Whatever you may think about Palin or the death panel or whatever, the statement above contains a huge glaring problem. Under the system we have now, while it may be true that the government does not have a seat at the table, if you want a hip replacement, it is most certainly not between you and your doctor. It may be between you and your insurance company, and it may be between that insurance company and your doctor, but if you and your doctor, by yourselves, want to decide on your hip replacement, you are totally fucked under the current state of health care in America.
If you don’t like the current health bills being debated right now, fine, but don’t compare them to an idealized system as if it actually exists when it really doesn’t.

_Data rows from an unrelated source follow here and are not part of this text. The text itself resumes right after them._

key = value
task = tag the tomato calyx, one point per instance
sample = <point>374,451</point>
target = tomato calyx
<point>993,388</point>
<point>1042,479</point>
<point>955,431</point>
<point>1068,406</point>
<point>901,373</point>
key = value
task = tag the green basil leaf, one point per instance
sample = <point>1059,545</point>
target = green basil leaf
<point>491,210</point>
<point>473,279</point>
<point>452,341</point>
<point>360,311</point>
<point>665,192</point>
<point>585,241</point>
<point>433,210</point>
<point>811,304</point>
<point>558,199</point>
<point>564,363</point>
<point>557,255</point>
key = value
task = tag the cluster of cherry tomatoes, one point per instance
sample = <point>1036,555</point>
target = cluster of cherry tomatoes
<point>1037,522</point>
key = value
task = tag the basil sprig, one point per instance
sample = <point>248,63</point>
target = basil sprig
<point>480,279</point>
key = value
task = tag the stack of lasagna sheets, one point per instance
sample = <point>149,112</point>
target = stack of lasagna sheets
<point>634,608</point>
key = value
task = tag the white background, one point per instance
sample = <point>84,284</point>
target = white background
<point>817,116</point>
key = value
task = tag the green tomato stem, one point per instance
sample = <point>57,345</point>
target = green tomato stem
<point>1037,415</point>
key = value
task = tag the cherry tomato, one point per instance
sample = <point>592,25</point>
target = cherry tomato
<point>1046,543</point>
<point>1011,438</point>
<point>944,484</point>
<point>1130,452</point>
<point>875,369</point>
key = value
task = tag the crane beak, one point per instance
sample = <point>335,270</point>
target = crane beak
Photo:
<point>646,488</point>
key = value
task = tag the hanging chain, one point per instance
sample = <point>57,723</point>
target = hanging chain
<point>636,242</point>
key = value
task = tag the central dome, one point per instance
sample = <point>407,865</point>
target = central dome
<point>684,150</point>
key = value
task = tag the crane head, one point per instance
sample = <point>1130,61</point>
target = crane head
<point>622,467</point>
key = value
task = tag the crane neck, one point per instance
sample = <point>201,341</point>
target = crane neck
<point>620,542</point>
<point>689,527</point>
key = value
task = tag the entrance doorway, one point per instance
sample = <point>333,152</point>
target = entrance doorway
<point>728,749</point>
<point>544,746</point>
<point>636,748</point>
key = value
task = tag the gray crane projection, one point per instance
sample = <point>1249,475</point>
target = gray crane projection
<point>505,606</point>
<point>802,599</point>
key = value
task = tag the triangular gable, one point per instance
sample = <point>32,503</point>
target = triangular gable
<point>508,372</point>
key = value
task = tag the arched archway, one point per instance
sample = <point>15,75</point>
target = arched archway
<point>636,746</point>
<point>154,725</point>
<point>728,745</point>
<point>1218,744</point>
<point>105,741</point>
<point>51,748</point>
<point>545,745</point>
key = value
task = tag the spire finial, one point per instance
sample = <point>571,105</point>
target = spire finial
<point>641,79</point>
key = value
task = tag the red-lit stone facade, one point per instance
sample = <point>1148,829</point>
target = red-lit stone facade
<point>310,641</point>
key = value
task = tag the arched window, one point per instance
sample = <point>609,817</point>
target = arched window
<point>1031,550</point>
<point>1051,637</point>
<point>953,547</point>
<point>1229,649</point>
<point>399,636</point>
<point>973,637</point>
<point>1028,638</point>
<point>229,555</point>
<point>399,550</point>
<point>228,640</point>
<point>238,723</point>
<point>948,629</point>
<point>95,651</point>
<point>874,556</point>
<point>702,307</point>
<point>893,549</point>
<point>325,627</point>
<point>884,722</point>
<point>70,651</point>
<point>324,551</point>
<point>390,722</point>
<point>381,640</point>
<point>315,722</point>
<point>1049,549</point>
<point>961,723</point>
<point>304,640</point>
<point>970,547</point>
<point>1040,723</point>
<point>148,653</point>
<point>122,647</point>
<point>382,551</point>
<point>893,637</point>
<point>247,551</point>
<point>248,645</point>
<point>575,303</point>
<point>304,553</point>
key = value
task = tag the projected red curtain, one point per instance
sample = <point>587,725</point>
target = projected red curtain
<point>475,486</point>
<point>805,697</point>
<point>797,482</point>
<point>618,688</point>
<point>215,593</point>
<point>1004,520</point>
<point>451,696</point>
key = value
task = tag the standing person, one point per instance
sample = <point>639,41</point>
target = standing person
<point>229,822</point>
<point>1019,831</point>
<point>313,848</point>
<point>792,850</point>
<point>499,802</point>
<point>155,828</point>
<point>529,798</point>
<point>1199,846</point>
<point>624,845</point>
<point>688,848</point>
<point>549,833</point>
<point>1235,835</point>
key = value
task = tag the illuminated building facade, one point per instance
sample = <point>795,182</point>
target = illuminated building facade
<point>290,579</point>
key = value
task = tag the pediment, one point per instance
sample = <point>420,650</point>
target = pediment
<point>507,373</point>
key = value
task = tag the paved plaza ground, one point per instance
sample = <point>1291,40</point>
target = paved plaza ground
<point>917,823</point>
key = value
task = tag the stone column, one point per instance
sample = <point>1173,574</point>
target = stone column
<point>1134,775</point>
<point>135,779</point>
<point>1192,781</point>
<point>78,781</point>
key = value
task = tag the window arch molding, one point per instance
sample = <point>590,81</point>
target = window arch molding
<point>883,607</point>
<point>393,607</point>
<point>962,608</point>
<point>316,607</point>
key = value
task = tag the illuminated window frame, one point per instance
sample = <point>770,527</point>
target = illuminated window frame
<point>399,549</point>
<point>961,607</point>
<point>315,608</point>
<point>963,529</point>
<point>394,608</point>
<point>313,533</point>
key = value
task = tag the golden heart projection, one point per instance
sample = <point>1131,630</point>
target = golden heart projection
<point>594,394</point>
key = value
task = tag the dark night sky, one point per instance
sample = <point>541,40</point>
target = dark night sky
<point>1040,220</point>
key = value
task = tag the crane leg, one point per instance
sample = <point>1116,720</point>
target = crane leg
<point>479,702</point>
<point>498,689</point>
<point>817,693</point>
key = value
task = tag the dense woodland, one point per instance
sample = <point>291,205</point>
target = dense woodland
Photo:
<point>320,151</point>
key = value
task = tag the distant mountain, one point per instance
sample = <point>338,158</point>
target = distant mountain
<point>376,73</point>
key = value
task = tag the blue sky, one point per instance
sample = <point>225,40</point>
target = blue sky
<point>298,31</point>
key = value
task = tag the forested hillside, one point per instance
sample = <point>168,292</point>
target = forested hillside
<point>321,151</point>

Robert Tracinski makes the same mistake in this piece, when he says (with his own emphasis):
Do the Democrats even understand what insurance is? … Insurance is a form of financing. It is a contract under which a health-insurance company agrees to pay for medical bills that could run into the tens of thousands of dollars, if you are hit by a bus or are diagnosed with cancer, so that you don’t have to pay for those bills out of your savings. For younger people, this means being able to pay for catastrophic care even if you haven’t had time to build up tens of thousands of dollars in savings. For older people, this means not having your retirement savings or the equity in your home get wiped out by an unexpected illness.
It is? Really? Great!
The problem is that while this is what insurance should be, present-day American health insurance doesn’t actually work like this. At all.
You try telling a mother of two “sorry, your kids’ check ups are not covered by your insurance. Insurance is only for unexpected emergencies.” I dare you.

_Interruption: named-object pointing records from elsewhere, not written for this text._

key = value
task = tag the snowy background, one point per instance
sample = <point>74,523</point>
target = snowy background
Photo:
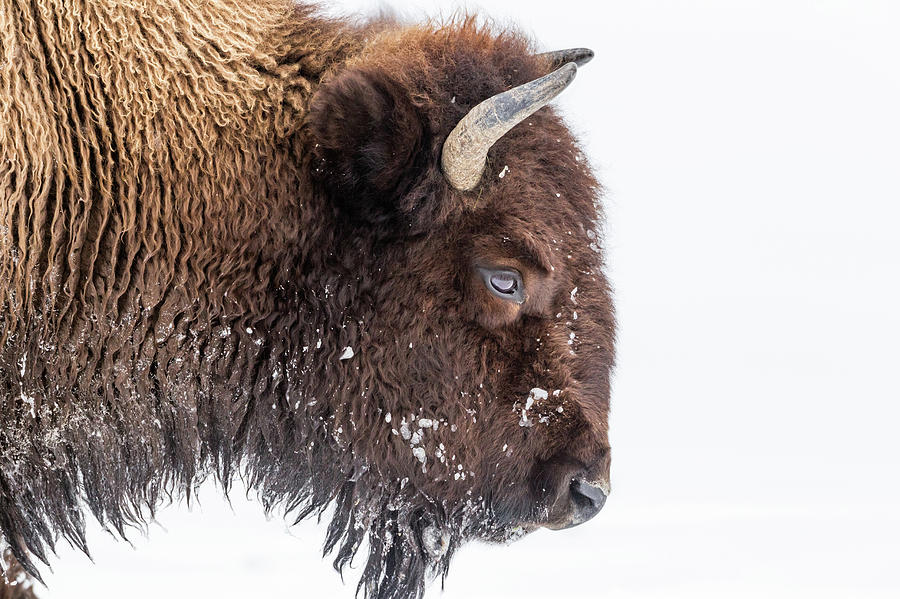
<point>751,154</point>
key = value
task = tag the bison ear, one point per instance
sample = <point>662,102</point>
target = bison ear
<point>369,144</point>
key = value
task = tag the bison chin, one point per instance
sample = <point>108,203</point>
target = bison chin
<point>410,537</point>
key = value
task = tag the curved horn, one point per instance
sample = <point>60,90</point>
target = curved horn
<point>464,155</point>
<point>580,56</point>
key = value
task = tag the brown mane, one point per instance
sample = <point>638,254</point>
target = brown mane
<point>191,235</point>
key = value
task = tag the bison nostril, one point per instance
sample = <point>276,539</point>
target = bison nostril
<point>587,500</point>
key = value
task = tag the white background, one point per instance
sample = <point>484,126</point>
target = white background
<point>751,155</point>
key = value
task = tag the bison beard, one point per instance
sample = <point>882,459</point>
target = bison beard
<point>203,205</point>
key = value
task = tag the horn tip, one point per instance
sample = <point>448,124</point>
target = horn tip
<point>580,56</point>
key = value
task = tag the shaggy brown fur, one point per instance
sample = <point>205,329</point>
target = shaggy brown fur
<point>202,204</point>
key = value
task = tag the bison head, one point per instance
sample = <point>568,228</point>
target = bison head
<point>462,325</point>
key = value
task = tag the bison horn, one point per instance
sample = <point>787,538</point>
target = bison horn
<point>580,56</point>
<point>464,155</point>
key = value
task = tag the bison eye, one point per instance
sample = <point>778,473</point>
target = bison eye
<point>504,283</point>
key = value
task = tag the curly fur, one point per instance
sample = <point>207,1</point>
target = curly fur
<point>202,204</point>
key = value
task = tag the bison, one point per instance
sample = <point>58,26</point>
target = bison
<point>355,263</point>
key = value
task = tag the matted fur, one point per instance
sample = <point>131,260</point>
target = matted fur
<point>203,204</point>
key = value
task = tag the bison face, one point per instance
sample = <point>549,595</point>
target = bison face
<point>473,399</point>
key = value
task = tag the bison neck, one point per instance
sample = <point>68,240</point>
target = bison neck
<point>154,227</point>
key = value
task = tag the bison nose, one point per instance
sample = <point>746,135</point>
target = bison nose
<point>587,500</point>
<point>578,504</point>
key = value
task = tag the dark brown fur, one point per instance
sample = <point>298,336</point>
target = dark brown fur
<point>202,205</point>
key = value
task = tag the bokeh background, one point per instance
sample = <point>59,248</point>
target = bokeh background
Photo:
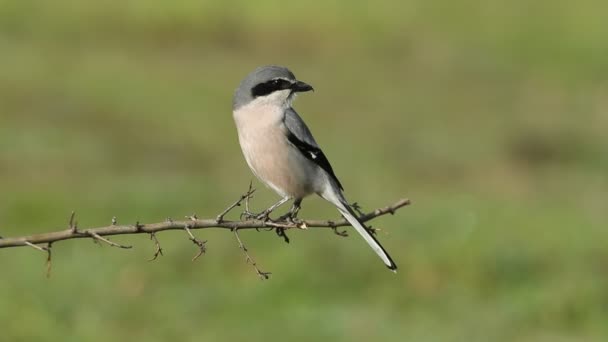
<point>491,116</point>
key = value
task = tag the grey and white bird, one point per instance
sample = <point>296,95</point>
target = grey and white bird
<point>281,151</point>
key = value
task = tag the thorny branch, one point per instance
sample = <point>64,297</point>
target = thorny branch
<point>248,258</point>
<point>192,223</point>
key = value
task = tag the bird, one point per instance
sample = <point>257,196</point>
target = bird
<point>281,151</point>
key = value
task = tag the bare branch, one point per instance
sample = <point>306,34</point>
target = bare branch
<point>201,244</point>
<point>97,237</point>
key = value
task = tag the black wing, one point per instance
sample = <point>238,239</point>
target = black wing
<point>314,154</point>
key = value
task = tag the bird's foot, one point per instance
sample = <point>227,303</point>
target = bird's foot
<point>290,217</point>
<point>263,216</point>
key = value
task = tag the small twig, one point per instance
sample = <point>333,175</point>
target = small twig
<point>281,233</point>
<point>357,208</point>
<point>42,249</point>
<point>249,259</point>
<point>48,259</point>
<point>201,244</point>
<point>159,250</point>
<point>47,250</point>
<point>72,224</point>
<point>96,237</point>
<point>245,196</point>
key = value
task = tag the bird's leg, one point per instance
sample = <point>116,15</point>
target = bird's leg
<point>292,214</point>
<point>264,214</point>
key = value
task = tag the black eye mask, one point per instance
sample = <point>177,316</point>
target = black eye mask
<point>269,87</point>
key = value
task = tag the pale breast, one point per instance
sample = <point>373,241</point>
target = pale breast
<point>269,154</point>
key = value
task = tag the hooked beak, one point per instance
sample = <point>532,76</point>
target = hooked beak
<point>300,86</point>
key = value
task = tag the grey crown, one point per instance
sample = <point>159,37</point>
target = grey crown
<point>242,95</point>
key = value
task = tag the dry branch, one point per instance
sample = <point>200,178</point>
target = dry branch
<point>192,223</point>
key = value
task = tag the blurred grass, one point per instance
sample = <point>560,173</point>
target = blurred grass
<point>490,116</point>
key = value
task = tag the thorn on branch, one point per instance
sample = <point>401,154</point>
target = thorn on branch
<point>281,233</point>
<point>48,259</point>
<point>72,224</point>
<point>47,250</point>
<point>342,233</point>
<point>244,197</point>
<point>97,238</point>
<point>159,250</point>
<point>357,208</point>
<point>201,244</point>
<point>248,258</point>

And, likewise, when an actual emergency causes “medical bills that could run into the tens of thousands of dollars”, see how likely the “insurance” is to pay it all.
There is a reason HR departments call it “health coverage” and not “health insurance”: because it is no longer insurance. The “coverage” is now used for pretty much any type of health related expense. The expectation involved is similar to imagining a world where everyone just assumed that their auto insurance would pay for their fuel, oil changes and routine maintenance, instead of just a serious car accident.
While the current state of health care in America isn’t exactly socialized medicine, it is functionally pretty close. Does it really matter that, instead of the bureaucracy of the state that meddles in your health decisions, it is the bureaucracy of a set of corporations that meddles in your health decisions? You (and your doctor) have roughly the same level of control over both of them: almost none.